So, this past weekend I finished taking one of my creative nonfiction pieces from years ago and turning it into a fiction piece. The original piece was written in the first person, and so I am going to try this story two ways. I finished writing it as fiction, in the first person, and now I think I am going to set it aside for a day or two while I work on something else and then come back to it to edit and revise. That way, I can look at it with fresh eyes. Once I've done that, and I have the story just the way I like it and ready to be sent out, I am going to rewrite the story using the third person narrative. I am again going to set it aside for a day or two when I'm finished with it and then I will begin to work on editing and revising that version of it. Once I have a completed, ready-to-send-out version of first person and third person points of view, I am going to see which one I like better. Perhaps I'll let my husband read them, and one or two of my good friends read and have them let me know which version they like is better. After that I will make my final decision on which one is going to get sent out.
I've been writing stories for my own amusement since childhood, but it wasn't until my early 20's-and after learning about literary journals in my creative writing college courses- that I started to send my work out for consideration for publication. As one my expect, I was flooded with rejections. I was young and still trying to find my voice, but I think mostly, I was sending out pieces that were no where near ready for publication. I was so excited I would rush through a story, edit until it was just grammatically correct and then send it out to a bunch of journals; paying ones first-as I was working and going to school full time and trying to make rent. I would pretty much only work on one story at a time too. As soon as I was finished I would revise right away. I would even revise and edit as I went through writing the story. This might work for some writers, but for me it just spelled doom, leaving me with a piece that was just almost good enough.

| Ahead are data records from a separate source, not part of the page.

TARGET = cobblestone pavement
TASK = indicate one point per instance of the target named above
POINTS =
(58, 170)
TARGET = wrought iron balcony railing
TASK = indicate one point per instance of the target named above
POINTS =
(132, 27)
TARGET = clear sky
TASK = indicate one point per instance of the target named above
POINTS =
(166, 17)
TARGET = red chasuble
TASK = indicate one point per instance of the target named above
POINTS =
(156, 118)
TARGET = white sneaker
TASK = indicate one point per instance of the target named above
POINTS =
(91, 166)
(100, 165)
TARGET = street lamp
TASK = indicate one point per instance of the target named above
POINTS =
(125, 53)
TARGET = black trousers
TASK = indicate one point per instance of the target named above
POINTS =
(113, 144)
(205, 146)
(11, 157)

I took a break from writing stories and sending out work for the last 4 or 5 years. I got married and immediately popped out 3 babies, but now that I am a little older and a little wiser, I've decided to start up writing again. When you have 3 kids rapid fire, life gets a little hectic. There were so many days where I just thought, why did I do this? But as my kids started to grow, things got easier and we settled into a routine. My oldest is in preschool, my middle child will hopefully be in preschool next year if he ever gets his stubborn ass on the potty (but those frustrations are for another post), and my youngest- my sweet baby girl- just turned one and a half.
So, there it is. I have two in diapers (hopefully my son will cooperate with potty training and be out of them soon) and one who is mature enough to entertain herself (girls mature so much faster than boys, I swear!). I have more time now to write and it's easier as well as they grow. Just yesterday while I was finishing my story, my oldest, Monkey (no that's not her real name!) was sitting with me at the table, practicing her upper and lowercase alphabet and her numbers (she is so proud she can count to 100), my son, Little Man, was sitting in the chair on the opposite side of me playing SuperMario on a handheld Nintendo, and my youngest, Sweet V, was sitting on the floor between her brother and I, playing with her baby Snow White doll.
It can be frustrating at times, and I'll be wishing it were quiet so I could focus harder on my writing, but it's time like that-when they are all gathered around me, smiling and laughing, talking with me, asking me questions about what I'm writing and them telling me what they are doing- that warms my heart and makes it all worth it.
I think these experiences-getting married, having children- has given me, not only so much more to write about, but a different perspective on life, and in turn has made my characters more realistic and relate-able. I also am forcing myself to slow down my process now. I realize that, while payment is nice, rushing to meet deadlines or writing stories for the sake of making a little extra cash for my family isn't going to cut it. I need to find a new approach. As I said earlier, I am going to take a break for a day or two and let my finished story sit, so that I can see it with fresh eyes. While I am waiting that day or two I am not going to sit back and do nothing, but rather go over a flash fiction story I wrote last week and do my revisions of that. After not seeing it for a week perhaps my editing and revision will be better. I can't worry about looming deadlines of literary journals right now, as I have done in the past. I need to work on my stories and really feel like they are ready to be published before I start checking deadlines and payments offered, because in the end, it's really all about having a story to tell.